I was looking at some old photos of my daughter Dylan when she was 4. We used to put her to bed and when we would check on her, she would be wrapped in winter garb.
We lived in an apartment so we kept all the winter stuff in her closet bedroom. Something tells me she didn’t immediately go to sleep after we tucked her in.
But lately, at the age of 8, she seems so big, with a lot less winter attire at bedtime. And she’s opinionated. And very dissatisfied with my parental decisions.
Once again, I’m starting to feel sorry for my mother.
She thinks it’s an outrage that I don’t let her wear leggings to school. (Dylan, not my mother.) “BECAUSE EVERY OTHER GIRL DOES.” Maybe I should?
She thinks it’s unconscionable (my word, not hers) that I won’t let her win a fish at the school fair. Why am I so anti-fish other than the fact that I don’t want to deal with the bowl, or the food or watch it swim sadly in circles or face the day Chase takes it out for a swim in the toilet?

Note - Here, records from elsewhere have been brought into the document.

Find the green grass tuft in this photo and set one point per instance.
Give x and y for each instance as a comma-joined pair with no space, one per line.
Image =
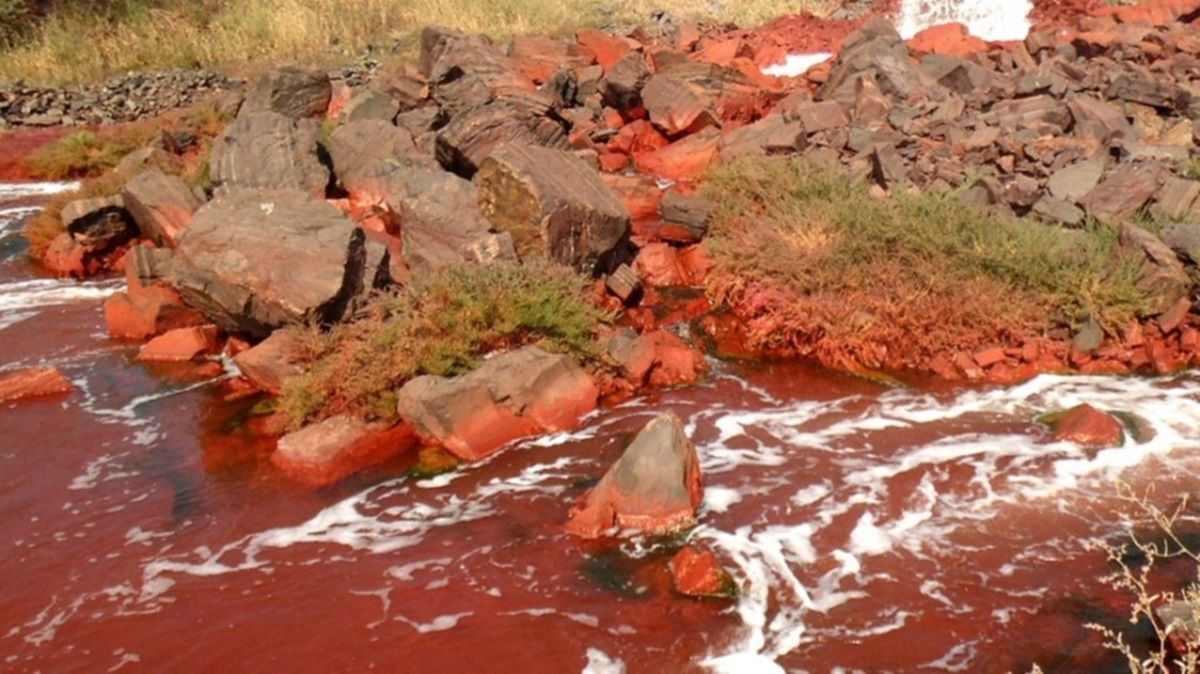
825,266
438,325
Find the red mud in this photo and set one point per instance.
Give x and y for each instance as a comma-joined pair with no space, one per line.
16,146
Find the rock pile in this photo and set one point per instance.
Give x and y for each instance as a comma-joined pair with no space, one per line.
119,98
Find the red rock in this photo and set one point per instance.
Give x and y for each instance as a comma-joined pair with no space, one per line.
683,160
659,359
1089,427
510,396
1174,318
696,572
613,162
990,356
641,194
658,264
147,314
724,52
951,40
271,362
676,107
611,119
337,447
967,366
538,56
607,48
33,383
64,257
181,344
696,263
636,137
1155,12
654,487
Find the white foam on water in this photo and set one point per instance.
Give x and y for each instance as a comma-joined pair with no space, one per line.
600,662
795,65
21,299
775,561
996,20
439,624
22,190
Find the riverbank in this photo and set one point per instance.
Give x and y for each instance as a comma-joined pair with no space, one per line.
486,335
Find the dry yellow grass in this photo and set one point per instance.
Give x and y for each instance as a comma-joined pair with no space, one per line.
78,46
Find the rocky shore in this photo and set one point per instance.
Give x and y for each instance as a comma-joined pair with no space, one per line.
591,154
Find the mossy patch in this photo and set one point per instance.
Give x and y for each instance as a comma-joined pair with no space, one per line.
819,268
438,325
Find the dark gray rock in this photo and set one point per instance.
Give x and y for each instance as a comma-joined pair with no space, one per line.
292,91
255,262
269,151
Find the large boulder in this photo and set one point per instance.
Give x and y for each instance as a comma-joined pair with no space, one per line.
253,262
677,107
441,224
268,150
161,205
1087,427
1163,277
370,104
354,146
552,203
472,136
654,487
510,396
292,91
328,451
99,226
875,50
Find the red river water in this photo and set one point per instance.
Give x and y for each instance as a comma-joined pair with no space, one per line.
870,529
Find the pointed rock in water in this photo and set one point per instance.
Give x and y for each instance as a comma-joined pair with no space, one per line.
654,487
1086,427
33,383
323,453
696,572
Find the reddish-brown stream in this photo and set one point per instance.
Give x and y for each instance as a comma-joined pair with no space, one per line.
870,529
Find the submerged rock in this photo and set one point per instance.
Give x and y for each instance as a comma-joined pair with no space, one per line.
510,396
552,203
1086,427
696,572
181,344
271,362
33,383
654,487
325,452
253,262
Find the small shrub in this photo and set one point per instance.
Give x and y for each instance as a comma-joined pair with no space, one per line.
88,154
45,226
438,325
825,270
1137,564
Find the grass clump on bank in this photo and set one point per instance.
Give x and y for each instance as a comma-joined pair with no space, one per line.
89,154
821,269
87,41
438,325
94,155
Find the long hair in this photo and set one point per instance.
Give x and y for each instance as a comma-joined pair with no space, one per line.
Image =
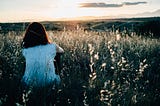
35,35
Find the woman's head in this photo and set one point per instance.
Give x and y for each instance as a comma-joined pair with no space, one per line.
35,35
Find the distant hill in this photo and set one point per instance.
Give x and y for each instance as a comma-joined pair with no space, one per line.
149,14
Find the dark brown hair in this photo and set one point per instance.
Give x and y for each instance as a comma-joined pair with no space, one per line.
35,35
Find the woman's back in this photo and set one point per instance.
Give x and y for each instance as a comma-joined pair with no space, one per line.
40,70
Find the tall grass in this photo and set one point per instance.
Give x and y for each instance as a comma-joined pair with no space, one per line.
98,68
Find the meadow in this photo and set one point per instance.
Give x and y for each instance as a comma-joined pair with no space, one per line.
98,69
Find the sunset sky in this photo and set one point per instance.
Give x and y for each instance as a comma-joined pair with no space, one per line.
40,10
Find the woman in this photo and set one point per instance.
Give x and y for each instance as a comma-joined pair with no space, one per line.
39,54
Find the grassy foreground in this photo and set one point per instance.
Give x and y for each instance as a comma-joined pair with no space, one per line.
98,69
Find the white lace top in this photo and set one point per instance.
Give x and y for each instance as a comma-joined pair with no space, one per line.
40,69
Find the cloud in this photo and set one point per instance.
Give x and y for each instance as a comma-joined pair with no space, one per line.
105,5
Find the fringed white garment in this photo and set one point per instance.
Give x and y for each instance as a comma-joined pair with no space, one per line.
40,69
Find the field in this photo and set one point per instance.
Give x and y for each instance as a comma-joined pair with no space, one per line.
99,68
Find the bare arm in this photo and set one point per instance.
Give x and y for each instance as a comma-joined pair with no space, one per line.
59,49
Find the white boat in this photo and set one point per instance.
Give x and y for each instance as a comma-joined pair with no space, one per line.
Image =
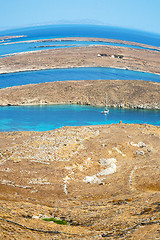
106,110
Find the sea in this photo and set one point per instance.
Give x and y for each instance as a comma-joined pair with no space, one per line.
43,118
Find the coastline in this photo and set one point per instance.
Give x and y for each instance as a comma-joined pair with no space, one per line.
91,56
134,94
103,181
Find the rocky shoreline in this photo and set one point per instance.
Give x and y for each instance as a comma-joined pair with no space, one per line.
121,94
91,56
103,181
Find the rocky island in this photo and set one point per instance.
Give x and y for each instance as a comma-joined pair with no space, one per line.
91,182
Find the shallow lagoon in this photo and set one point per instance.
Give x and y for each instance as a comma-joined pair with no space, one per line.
48,117
90,73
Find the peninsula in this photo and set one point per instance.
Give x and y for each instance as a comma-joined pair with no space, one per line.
90,182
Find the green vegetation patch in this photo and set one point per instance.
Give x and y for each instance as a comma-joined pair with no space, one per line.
62,222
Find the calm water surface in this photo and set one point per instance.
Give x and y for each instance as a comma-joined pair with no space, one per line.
61,31
32,77
44,118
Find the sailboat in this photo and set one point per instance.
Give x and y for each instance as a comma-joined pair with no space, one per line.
106,110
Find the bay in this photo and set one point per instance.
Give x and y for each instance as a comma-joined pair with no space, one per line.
64,74
48,117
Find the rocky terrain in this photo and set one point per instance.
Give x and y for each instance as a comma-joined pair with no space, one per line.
121,94
103,181
91,182
92,56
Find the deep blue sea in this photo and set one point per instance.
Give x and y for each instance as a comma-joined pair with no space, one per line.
64,74
41,118
76,30
44,118
60,31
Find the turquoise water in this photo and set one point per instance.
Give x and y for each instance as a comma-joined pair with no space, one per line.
44,118
81,30
23,78
11,48
61,31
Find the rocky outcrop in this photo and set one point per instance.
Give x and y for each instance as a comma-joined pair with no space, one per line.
121,94
103,181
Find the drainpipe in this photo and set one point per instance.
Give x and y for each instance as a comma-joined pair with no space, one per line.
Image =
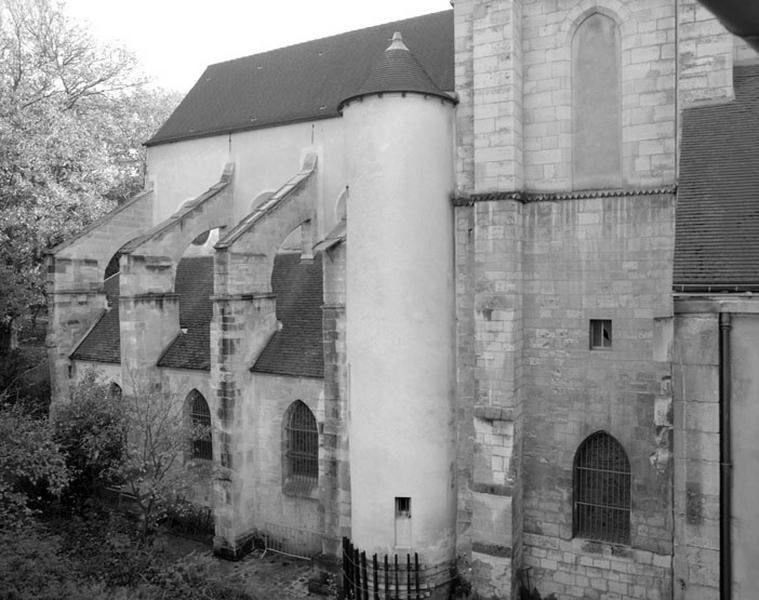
725,462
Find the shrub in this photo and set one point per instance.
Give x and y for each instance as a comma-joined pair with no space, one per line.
90,430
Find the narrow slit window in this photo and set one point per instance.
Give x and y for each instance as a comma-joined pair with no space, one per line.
200,418
403,522
600,334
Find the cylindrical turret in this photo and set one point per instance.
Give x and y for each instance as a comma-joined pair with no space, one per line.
400,310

She can not believe I won’t let her leave her bedroom windows open as far as they will go. She thinks my argument about not wanting the twins to fall from the 2nd floor is unconvincing. I’m pretty convinced.
She is devastated to not live right next door to her best friend. And to not have a bathroom attached to her bedroom. Because I guess those are equally as awful.
She thinks she should be allowed to drive even though I told her it’s really boring.
Dylan is an incredibly good child. She does her homework. She finishes her chores. She is ridiculously sweet with the twins. Even her bouts of anger end with apology notes showing great maturity.
I guess I just didn’t expect her fierce desire for independence to start so soon. I thought I had a little more time left. I just wish more love was coming my way, and a few less complaints.
She is growing, changing, testing and at times, it’s exhausting.
But I keep loving her madly. Because that’s what parents do.